As Mabel Garner so often said, weddings come in threes. This one was the third, and the most unexpected.
They were married in November. It was a small ceremony, but all the Garners were there to admire Mary in ivory satin, trimmed in seed pearls.
Mabel Garner told everyone later, 'Damned if she wasn't the prettiest bride I ever seen!' Rumor had it that Mary had worn a lovely ivory gown of quaint design, but nobody knew where it had come from. Surely if it were an heirloom, she'd have worn it at her first wedding.

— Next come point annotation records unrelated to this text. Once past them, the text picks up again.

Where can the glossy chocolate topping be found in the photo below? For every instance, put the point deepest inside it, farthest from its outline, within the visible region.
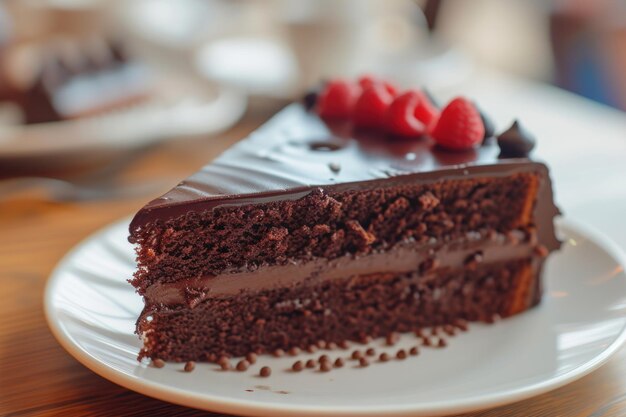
(296, 152)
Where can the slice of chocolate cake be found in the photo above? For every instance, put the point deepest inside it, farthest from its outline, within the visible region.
(309, 230)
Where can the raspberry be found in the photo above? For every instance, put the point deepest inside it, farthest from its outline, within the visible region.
(401, 118)
(426, 112)
(337, 99)
(367, 81)
(460, 126)
(371, 108)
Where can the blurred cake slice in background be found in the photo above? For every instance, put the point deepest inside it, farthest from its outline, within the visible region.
(65, 78)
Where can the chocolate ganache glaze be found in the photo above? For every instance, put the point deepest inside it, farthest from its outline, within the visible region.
(296, 152)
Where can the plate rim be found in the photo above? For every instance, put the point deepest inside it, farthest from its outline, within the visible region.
(215, 403)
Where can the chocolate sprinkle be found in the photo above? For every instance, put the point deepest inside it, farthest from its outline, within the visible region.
(461, 325)
(515, 142)
(243, 365)
(449, 330)
(265, 371)
(392, 339)
(190, 366)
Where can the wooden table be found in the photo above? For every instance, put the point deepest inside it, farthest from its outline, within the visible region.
(38, 378)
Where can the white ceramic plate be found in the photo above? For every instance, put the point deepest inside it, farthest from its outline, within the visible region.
(580, 324)
(175, 108)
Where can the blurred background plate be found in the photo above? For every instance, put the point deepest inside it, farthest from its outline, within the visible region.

It gave the women of Moran Township food for a whole winter's gossip. They recalled Mabel Garner's telling them how she and Garner had found Aaron wandering the roads in shock after his brother's death. They recalled how he'd given up his home to Mary and Jonathan more than once, how he'd worked the land after Jonathan died, asking nothing in return. Long before spring, their husbands had tired of hearing the merits of 'that boy' and how he'd married the girl, providing for her-with that young baby and all. They never failed to say, 'What would Mary have done without Aaron?'
On their wedding night, after putting Sarah to bed, they tiptoed down the hall by lantern light. At the doorway Aaron picked up his bride and kissed her before carrying her into his old room, which wore a new look. When he saw the room, colorful and clean, he thought how Mary loved this house, how she felt so right in it and in his arms, and how neither of them would ever have to leave it again.
Setting her on her feet, he asked, 'My darling, what would I do without you?' 'You'll never have to ask again,' she replied, pulling him toward the bed.
And their lantern burned brightly, long into the night.